Cognitive Dissonance Redux: Difficult To Get a Handle On An Economy in Transition

Includes: AGG, DIA, SPY
by: Michael Panzner

There is no doubt that economic forecasting is a tough business. Aside from the fact that a "black swan" event can undermine even the most analytically sound of predictions, the process is invariably tainted by mistakes, bad data, noise, inherent biases, and other influences that can make it hard to see the forest for the trees. What's more, external pressures -- such as an employer who doesn't like to see "bad news" -- can force those who are putting together the estimates to shade them one way or another.

Even so, it is interesting to see just how far off the so-called experts were in their mid-December predictions about how U.S. Gross Domestic Product would turn out in the first quarter of the year.

Back in early January, in a post entitled "Cognitive Dissonance," I noted that "according to the Wall Street Journal's Semiannual Economic Forecasting Survey of 60 leading economists, only one, James F. Smith of Western Carolina University and Parsec Financial Management, [expected] to see a recession -- two or more quarters of declining gross domestic product -- in the U.S. this year....That [was] despite the fact that three separate indicators [had] emitted strong warnings of an impending economic downturn."

While the jury is still out on whether growth will turn negative during 2007, it is definitely seeing a major slowdown, as yesterday's report of a weaker-than-expected gain of 0.6 percent gain in first quarter GDP makes clear.
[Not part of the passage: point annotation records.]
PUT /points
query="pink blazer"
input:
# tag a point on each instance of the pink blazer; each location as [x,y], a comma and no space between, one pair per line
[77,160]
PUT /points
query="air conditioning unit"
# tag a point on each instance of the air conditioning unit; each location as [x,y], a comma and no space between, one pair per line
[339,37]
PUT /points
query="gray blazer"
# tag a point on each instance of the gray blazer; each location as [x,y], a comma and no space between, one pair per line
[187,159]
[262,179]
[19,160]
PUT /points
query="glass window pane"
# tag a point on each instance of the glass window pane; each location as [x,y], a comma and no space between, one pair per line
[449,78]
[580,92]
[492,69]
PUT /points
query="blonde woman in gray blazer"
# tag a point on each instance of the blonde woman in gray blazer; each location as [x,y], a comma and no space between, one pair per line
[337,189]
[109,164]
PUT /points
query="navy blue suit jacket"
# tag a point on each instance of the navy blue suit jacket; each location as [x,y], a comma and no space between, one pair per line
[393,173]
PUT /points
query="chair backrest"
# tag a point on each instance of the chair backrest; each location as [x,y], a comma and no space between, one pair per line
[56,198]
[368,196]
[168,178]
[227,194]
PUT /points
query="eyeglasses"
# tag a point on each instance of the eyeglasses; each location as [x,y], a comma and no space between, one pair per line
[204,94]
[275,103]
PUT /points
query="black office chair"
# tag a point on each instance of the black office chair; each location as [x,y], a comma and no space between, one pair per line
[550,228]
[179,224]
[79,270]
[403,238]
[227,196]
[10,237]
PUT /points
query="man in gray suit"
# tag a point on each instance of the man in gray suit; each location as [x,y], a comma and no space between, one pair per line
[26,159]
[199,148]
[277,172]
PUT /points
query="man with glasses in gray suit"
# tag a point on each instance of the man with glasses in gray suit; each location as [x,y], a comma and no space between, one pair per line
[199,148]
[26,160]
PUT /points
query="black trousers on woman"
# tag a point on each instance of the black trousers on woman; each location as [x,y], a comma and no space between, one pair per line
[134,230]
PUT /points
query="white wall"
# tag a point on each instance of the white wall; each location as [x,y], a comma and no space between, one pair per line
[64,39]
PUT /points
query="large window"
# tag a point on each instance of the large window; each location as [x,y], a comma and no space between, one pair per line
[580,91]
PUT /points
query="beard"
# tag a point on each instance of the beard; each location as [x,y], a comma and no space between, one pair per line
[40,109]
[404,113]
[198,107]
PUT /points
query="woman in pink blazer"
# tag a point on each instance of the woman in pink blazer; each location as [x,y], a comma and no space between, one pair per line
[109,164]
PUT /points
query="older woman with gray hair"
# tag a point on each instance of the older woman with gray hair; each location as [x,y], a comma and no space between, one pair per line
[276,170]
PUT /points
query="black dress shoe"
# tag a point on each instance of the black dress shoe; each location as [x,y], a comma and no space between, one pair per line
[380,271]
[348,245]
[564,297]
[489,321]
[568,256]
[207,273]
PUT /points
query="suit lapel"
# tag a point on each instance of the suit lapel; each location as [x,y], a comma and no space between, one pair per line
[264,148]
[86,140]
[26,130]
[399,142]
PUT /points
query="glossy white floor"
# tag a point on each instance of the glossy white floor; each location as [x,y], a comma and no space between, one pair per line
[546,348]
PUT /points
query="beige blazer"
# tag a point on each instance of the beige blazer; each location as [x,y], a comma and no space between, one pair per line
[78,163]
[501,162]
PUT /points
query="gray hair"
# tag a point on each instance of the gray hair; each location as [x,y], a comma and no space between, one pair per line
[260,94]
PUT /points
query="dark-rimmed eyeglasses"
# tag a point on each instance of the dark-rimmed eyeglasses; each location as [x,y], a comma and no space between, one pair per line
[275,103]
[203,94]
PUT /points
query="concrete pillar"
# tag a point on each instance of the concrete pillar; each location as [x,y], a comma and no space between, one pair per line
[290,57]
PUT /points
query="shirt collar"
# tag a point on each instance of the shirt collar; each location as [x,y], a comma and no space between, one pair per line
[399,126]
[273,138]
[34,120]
Yet only weeks before the year actually started, the professionals' consensus estimate was for an increase of 2.2 percent, with 58 out of 60 of those polled predicting a rise of one percent or more. The closest to the mark was Susan M. Sterne of Economic Analysis, with a forecast of 0.8 percent.

Given all the negative economic influences that were known at the time, not least of which was the rapidly deflating housing bubble, the obvious question is why so many of the forecasters' estimates ended up on the high side of the actual data. A charitable answer might be that it is difficult to get a handle on an economy in transition. Alternatively, it could mean that many of these paid professionals are deluding themselves or others.

I guess we'll know better when we compare the next set of estimates, due in about a month's time, to forthcoming reports.